Sunday, December 21, 2008

The Thomas Crown Affair

I miss fake eyelashes. Fake eyelashes and gogo boots and white tights with babydoll dresses. I love the sixties. I didn't grow up in the sixties but my mother did. And Saturday nights when we had babysitters she often rented her favorite childhood movies for us to fall in love with. (And she got us TV dinners to eat in the living room which was really really cool.) Therefore, my sisters and I fell in love with this era and grew up with these influences and completely missed the Molly Ringwald years of our peers. That Darn Cat, Beach Party, Beach Blanket Bingo, Babes in Toyland, Gidget, The Parent Trap, Trouble with Angels, Funny Face, Bye-bye Birdie, Breakfast at Tiffany's... things like that.

However, I hadn't seen the original Thomas Crown Affair until this morning, when I watched it in bed with leftover Thai food... yay for lazy Saturday mornings in Brooklyn. This is the ultimate sixties crime film. And the sixties-ness of it reminded me of the days in which I would become completely transfixed in a movie and barely blink in risk of missing the costume jewelry and the perfect black coal. This is what the Ocean movies aim to be, I realized as the screen split into squares and the lighting turned pink during the love scene. So sixties, so chic.

I also love the new Thomas Crown, the one with Renee Russo and Pierce Brosnon. Jennifer gave it to me for my birthday and I've watched it five times since October. Its about art theft (is there anything sexier!?) and stars a saucy, confident, tall redhead with a great haircut... Russo is the original redheaded sex kitten and we all thank her for it. She must be fifty in this film, which is even more awesome, and absolutely steals the screen from Mr. Brosnan. Three cheers for Russo.

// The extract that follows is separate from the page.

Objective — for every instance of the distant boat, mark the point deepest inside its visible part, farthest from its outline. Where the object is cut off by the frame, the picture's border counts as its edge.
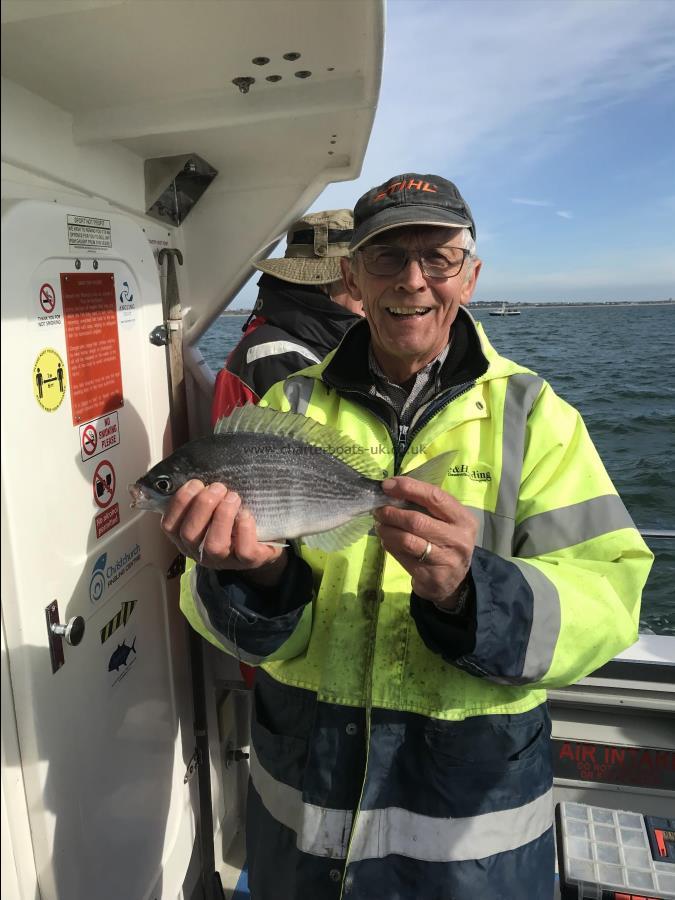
(505, 311)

So with such high hopes, I was a bit disappointed that the original film centered around a bank robbery, not art thievery. I kept waiting for Steve McQueen to run up the stairs of the Met in his super sleek man shoes, or for Faye Dunaway to snap out a monocle over her coal-drenched lashes. Bummer. But once I got past the bank thing, I was sucked into this film.

What separates Thomas Crown from other sixties crime films is the love story. I keep using the word sexy, but there is no other way to describe the gorgeous insurance detective girl openly going after the thief. (This is a black and white ball... Thats okay, I wasn't invited anyway.) He knows she is trying to convict him and she knows he just committed the perfect crime, yet they willingly enter a super sexy chess-game-turn-love-affair.

The best part is that there aren't secrets. It absolutely leaves the predictability of 'he is going to find out she's with the bad guys and then they will have a falling out, but then they will realize that their love is bigger than the politics so they will get back together in the end' line of direction. Its a different formula, a better one. They are both playing with fire, the world is watching and they don't mean to... but they fall in love. It remains a game, with guards up and daggers out, until suddenly its not. But they of course both become vulnerable (her first, alas) and we get our happy ending.

Other fantastic parts of the Crown Affair films include the SEXIEST planes in the world. I, reader, am not one for planes or cars or trains or anything like that, but these airplanes are HOT. Sleek, white, soft, fast. Amazing. And they are filmed as an interlude with nothing but a strong score playing behind. I wish that films today did that more... breathing room. They capture the world of a very wealthy thief and draw us closer to wanting it. They are greed and we want to touch it and be in his world too.

This film, like the Ocean films, also turns our heads on good vs. evil. The point is conviction but when Dunaway/Russo suddenly realized that turning in McQueen/Brosnan means never being with him, we suddenly drop our sound judgments and root for the bad guy, we root for (dare I say it).... love.

'You really think there's "happy ever after" for people like us?' asks Catherine... the us being the wealthy, the smart, the cunning, powerful, conniving, and independent. And he just smiles and looks out onto his island and the blue sky above.

2 comments:

David Henly said...

sarah - the later version is "snappier" but i too love the languorous McQueen - nobody in our era is that cool. In case you missed it (on another movie):http://www.nytimes.com/2008/12/19/movies/19wond.html?_r=1&em
david

Sarah said...

i agree. and i love that you used the word 'snappier'. totally fits.